Karnevalsfilm "Alaaf you" feierte Premiere

Die Essenz des jecken Wahnsinns

Über eine Frau, die nicht Karneval feiern kann, weil sie ihre Chemo hatte, von einer 99-Jährigen, die zu Karnevalsmusik tanzt, die Filmmusik und das Klischee "Karneval ist Saufen" sprachen die Filmemacher von "Alaaf you" und Clueso bei domradio.de.

Clueso, Baris Aladag, Eric Benz zu "Alaaf you" im domradio / © Matthias Milleker  (DR)
Clueso, Baris Aladag, Eric Benz zu "Alaaf you" im domradio / © Matthias Milleker ( DR )

domradio.de: Wie kam es zu dem Filmprojekt?

Eric Benz (Filmemacher): Baris und ich haben uns lange Gedanken gemacht, wie man Kino interaktiv gestalten kann. Und wir wollten das mal konsequent durchziehen. Da haben wir lange nach einem Thema gesucht. Irgendwann kam uns dann die Idee, dass Karneval eigentlich perfekt dafür ist, weil es zeitlich begrenzt ist, emotional aufgeladen und man kann eine größere Beteiligung der Leute erwarten oder zumindest erhoffen. Dass es am Ende so überwältigend war, damit konnten wir natürlich nicht rechnen. Wir haben über 500 Stunden Material eingesendet bekommen. Das war schon Wahnsinn.

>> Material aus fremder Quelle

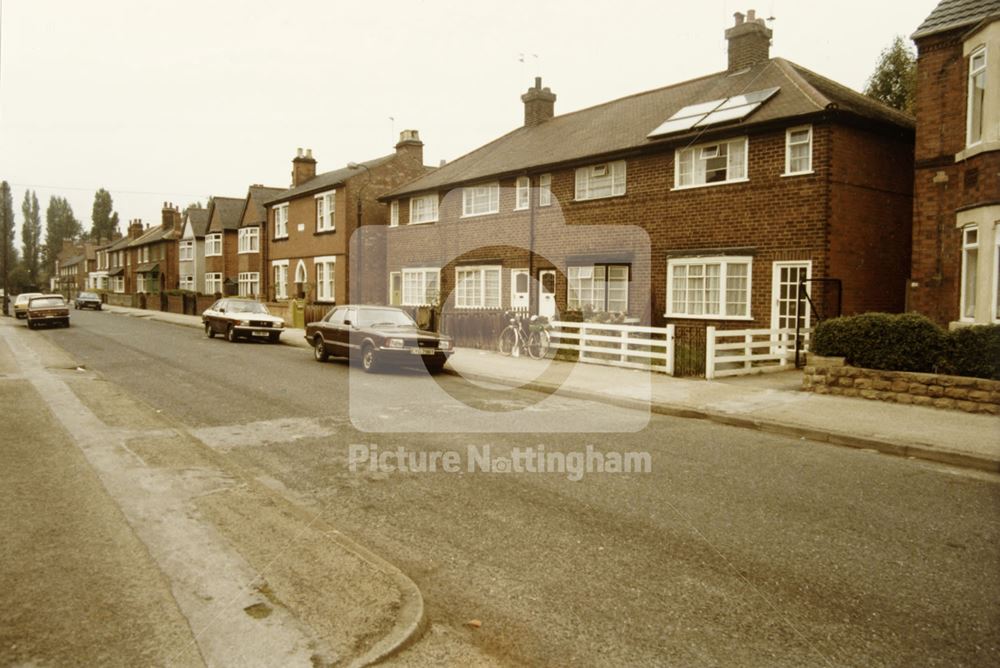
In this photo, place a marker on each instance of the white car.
(241, 319)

domradio.de: Ist es wirklich so anders, als das was man im Fernsehen so kennt?

Clueso (Sänger und Songwriter der Filmmusik): Das kann ich beantworten, weil ich komme aus Erfurt. Was man aus dem Fernsehen mitbekommt, das sind viele Büttenreden. Sie gehören ja dazu und sind auch cool, aber für mich, der vorm Fernseher sitzt, ist das jetzt nicht so interessant. Der Unterschied ist einfach, dass es nicht wie Fernsehen aussieht, weil eben Leute das selber gefilmt haben. Es gibt einfach so viele private Momente. Und man versteht als Nicht-Kölner: Es ist es wirklich so, man muss nur aus der Tür gehen, und es spült einen schon irgendwo hin. Man muss nicht gezielt irgendwo hingehen. Ich finde, das merkt man dem Film auch an, dass die Leute einfach vor die Tür gehen und dann kommt die erste Giraffe hakt dich ein und es geht los.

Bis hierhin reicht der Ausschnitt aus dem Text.